La question de la participation des jeunes dans les instances décisionnelles en RDC dépasse le simple slogan politique. Elle touche à l’avenir même du pays, où les moins de 25 ans représentent près de 70% de la population. « Les portes doivent être ouvertes pour l’intégration des jeunes à la fonction publique et les obstacles à l’accès des jeunes à la politique doivent être éliminés », insiste le représentant de l’ONU.
Cette visite de Felipe Paullier en RDC s’inscrit dans un contexte particulier, marqué par des appels répétés à une meilleure représentativité des jeunes. En décembre 2024, Eddy Yav, coordonnateur national du Panel d’experts de la résolution 2250, encourageait déjà les autorités à nommer des jeunes aux postes de responsabilité. La résolution 2250 du Conseil de sécurité de l’ONU, adoptée il y a près de dix ans, reconnaît pourtant le rôle important des jeunes dans la prévention et le règlement des conflits.
Mais sur le terrain, le chemin reste semé d’embûches. « Nous avons des compétences, des idées, mais pas de tribune », déplore Sarah, jeune entrepreneure de Goma. Comme elle, des milliers de jeunes Congolais aspirent à contribuer au développement de leur pays, mais se heurtent à des barrières systémiques et culturelles.
L’approche de Felipe Paullier se veut pragmatique : « Les solutions pour la RDC seront différentes de celles de mon pays, l’Uruguay, et évidemment différentes de celles des autres pays voisins. » Cette reconnaissance de la spécificité du contexte congolais est essentielle pour construire des mécanismes de participation adaptés aux réalités locales.

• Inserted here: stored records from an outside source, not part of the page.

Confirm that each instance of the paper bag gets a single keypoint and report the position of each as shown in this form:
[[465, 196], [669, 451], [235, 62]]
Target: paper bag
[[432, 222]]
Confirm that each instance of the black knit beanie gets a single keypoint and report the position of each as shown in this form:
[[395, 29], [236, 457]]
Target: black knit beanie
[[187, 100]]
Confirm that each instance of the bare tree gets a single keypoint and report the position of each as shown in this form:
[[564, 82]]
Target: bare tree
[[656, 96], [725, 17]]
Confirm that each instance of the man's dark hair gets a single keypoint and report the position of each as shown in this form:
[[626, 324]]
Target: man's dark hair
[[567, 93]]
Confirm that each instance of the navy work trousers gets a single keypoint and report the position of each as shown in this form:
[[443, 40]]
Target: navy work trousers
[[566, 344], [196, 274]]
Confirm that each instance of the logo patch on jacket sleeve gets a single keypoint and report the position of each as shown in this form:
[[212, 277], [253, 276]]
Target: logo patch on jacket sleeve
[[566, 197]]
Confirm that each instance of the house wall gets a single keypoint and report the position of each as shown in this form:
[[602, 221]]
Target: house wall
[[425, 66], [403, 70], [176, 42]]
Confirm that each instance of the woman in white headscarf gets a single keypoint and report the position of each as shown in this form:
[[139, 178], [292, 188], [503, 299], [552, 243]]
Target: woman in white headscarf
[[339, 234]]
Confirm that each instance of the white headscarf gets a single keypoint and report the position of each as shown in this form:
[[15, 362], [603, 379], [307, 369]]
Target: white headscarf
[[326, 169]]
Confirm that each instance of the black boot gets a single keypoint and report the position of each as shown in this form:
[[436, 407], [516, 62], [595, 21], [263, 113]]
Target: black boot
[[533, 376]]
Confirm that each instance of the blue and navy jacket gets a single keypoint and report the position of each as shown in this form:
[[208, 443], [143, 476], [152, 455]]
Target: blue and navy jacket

La rencontre avec la ministre Grâce Kutino et d’autres personnalités congolaises laisse entrevoir une possible évolution. Mais les jeunes attendent plus que des promesses. Ils réclament des places dans les conseils d’administration, dans les assemblées provinciales, dans les cabinets ministériels. La véritable participation des jeunes aux instances décisionnelles en RDC passerait-elle par des quotas ? Par un système de mentorat ? Par une réforme des modes de recrutement dans la fonction publique ?
Alors que l’ONU jeunesse continue son plaidoyer pour une meilleure intégration des jeunes au Congo, une question demeure : les autorités congolaises sont-elles prêtes à partager réellement le pouvoir avec la nouvelle génération ? L’enjeu dépasse la simple représentation politique ; il s’agit de construire une nation inclusive où chaque citoyen, quel que soit son âge, peut contribuer à écrire l’avenir du pays.
La mise en œuvre effective de la résolution 2250 en RDC pourrait marquer un tournant décisif. Mais entre les discours et la réalité, le fossé reste profond. Les prochains mois seront cruciaux pour déterminer si la participation des jeunes dans les instances décisionnelles congolaises deviendra enfin une réalité tangible, ou si elle restera un vœu pieux répété dans les couloirs des conférences internationales.